Por isso, eu queria estudar iniciativas para a mudança social vindas de baixo. Quando fui para a faculdade, é claro que estudei literatura, porque era assim que eu pensava que o mundo mudava. Eu escrevi meu trabalho final sobre Thoreau e sobre Percy Bysshe Shelley, o poeta inglês que também tinha uma visão muito parecida de mudança social. Então, eu tive essa crise de confiança quando estava terminando minha graduação. O Shelley tinha escrito que os poetas eram os legisladores não reconhecidos do mundo. A certa altura do final do curso, porém, eu comecei a duvidar disso. Talvez os poetas não fossem reconhecidos por não serem tão importantes assim.

O Shelley tinha escrito ótimos poemas, mas ele tinha esse poema terrível que era dirigido à classe operária, "A Máscara da Anarquia" (The Mask of Anarchy). Nesse poema, os ativistas que foram mortos pela polícia conquistavam uma vitória moral e olhavam sorrindo do paraíso para o mundo pelo seu comprometimento com a não violência e pela justiça de sua causa. Isso me pareceu pouco satisfatório. Então, quando eu estava terminando a universidade, decidi que realmente queria estudar o contexto social do protesto e o que realmente funcionava. Isso fez com que eu fosse para a pós-graduação estudar ciência política, estudando assuntos mais amplos que apenas a ação moral individual. Portanto, foi assim que eu comecei. Também tive uma carreira como ativista. No ensino médio e na universidade, estive engajado em atividades de mudança social, mas isso se dissipou com o tempo.

E: Como você começou a se interessar pelo Movimento pela Paralisação das Armas Nucleares (Nuclear Freeze Movement)?

DM: Por causa das redes de ativismo nas quais eu estava inserido, fui recrutado para participar do Movimento pela Paralisação das Armas Nucleares. A Paralisação das Armas Nucleares era uma proposta para acabar com a corrida nuclear ao fazer os Estados Unidos e a União Soviética pararem de construir, utilizar e ameaçar usar armas nucleares. A estratégia era desenvolver um movimento de massa com base nessa proposta.

E lembro que eu dizia com a certeza e a confiança de um estudante de inglês: "Que ideia estúpida. Quem se preocupará com armas nucleares? As pessoas comuns se importam apenas com as coisas que elas podem tocar. E elas não podem tocar armas nucleares. Elas se importam com coisas como classe e desigualdade". Isso foi em 1979. E o que aconteceu é que eu estava completamente errado, no final das contas. Em 1982, um milhão de pessoas marcharam pelas ruas de Nova Iorque em defesa da paralisação da corrida nuclear. E eu me dei conta, e isso foi muito perturbador, do quanto eu estava completamente errado. Foi assim que eu fui parar na pós-graduação.

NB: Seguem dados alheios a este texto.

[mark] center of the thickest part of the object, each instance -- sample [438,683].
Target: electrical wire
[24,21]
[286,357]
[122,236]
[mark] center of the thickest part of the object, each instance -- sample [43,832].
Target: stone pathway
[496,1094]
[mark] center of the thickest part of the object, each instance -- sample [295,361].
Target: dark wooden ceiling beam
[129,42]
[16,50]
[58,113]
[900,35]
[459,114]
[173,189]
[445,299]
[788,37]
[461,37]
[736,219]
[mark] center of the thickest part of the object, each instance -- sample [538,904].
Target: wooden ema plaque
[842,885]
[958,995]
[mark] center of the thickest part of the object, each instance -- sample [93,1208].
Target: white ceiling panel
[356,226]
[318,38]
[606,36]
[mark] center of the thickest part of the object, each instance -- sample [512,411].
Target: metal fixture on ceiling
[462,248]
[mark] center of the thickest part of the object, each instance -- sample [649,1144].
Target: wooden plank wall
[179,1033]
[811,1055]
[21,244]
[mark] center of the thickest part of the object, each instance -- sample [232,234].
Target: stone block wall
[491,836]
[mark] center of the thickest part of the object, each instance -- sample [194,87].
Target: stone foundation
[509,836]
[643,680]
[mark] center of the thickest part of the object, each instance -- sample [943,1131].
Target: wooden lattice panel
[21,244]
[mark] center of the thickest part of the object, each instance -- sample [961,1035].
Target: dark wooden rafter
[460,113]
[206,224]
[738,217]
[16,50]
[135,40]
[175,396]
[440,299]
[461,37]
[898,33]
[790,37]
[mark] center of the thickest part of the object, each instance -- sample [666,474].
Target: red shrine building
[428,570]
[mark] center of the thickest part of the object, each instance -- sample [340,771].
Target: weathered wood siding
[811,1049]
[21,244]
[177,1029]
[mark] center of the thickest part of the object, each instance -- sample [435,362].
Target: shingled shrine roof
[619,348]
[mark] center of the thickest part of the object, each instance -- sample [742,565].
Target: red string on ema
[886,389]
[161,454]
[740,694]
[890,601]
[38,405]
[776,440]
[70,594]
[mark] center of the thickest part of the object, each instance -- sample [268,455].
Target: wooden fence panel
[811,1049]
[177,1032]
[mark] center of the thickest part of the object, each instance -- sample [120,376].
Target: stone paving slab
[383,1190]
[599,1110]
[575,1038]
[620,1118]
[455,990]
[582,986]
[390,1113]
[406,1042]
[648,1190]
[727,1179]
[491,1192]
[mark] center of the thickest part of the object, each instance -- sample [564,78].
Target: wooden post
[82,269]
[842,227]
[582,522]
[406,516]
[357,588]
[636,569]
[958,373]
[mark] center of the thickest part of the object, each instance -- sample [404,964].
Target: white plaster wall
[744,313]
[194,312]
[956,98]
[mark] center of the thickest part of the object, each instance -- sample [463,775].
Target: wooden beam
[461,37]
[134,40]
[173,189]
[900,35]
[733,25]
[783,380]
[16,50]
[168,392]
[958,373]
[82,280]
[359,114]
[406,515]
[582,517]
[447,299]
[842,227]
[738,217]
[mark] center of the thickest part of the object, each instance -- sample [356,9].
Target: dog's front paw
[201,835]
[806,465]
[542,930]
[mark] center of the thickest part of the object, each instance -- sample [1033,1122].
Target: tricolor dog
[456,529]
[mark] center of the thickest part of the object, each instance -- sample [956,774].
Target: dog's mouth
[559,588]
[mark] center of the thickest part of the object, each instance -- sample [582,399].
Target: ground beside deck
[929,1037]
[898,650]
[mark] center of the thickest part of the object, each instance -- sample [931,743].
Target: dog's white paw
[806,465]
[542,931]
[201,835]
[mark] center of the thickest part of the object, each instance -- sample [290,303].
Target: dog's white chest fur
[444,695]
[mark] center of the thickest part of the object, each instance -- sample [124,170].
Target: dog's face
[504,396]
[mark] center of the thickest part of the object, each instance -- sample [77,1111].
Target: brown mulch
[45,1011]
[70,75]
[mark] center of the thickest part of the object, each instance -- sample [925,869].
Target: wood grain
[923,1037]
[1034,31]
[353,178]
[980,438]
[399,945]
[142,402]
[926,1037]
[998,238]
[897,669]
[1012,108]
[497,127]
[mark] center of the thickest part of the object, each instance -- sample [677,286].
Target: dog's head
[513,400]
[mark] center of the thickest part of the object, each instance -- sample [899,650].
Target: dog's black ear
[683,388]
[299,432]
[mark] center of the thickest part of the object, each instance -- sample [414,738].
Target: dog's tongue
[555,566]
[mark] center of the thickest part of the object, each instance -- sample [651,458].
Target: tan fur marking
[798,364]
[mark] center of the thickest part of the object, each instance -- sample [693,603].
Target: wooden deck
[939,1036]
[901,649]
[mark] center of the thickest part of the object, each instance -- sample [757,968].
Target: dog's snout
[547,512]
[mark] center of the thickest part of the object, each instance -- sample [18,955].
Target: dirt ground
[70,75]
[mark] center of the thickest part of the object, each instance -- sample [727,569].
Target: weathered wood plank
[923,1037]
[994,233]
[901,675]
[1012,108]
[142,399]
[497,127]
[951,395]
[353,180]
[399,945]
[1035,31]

Eu sei que parece quase não americano falar isso, mas eu tinha a ideia de que, se você está errado em algo, pode explorar e descobrir em que ponto estava errado e pode aprender algo com isso. Então, foi isso que eu tentei fazer. Eu também tinha decidido, quando comecei minha pós-graduação, que faria meu trabalho sobre algo relevante, sobre algo que estava acontecendo. Eu queria estar atento ao mundo ao meu redor. E quando eu estava começando minha pós-graduação, o Movimento da Paralisação era algo muito importante. Estava por todos os lugares, e as pessoas estavam falando sobre isso. Portanto, foi assim que eu escolhi o tópico da minha tese. E essa foi a minha tese e o meu primeiro livro. Eu não tive nenhuma ansiedade sobre o tópico, de maneira alguma. Foi simplesmente: "Ok, vou fazer sobre esse assunto porque é o que está acontecendo agora".

E: E o que você descobriu? Por que você estava errado sobre o movimento?

DM: Eu estava errado porque a proeminência dos temas muda com o tempo, e essas mudanças ocorrem de acordo com certas condições sociais. Então, mesmo que as armas nucleares não fossem, normalmente, um tema muito proeminente, quando Ronald Reagan assumiu a presidência a proeminência desse tema mudou. Algumas coisas foram muito diferentes depois que ele assumiu a presidência comparando com o período anterior.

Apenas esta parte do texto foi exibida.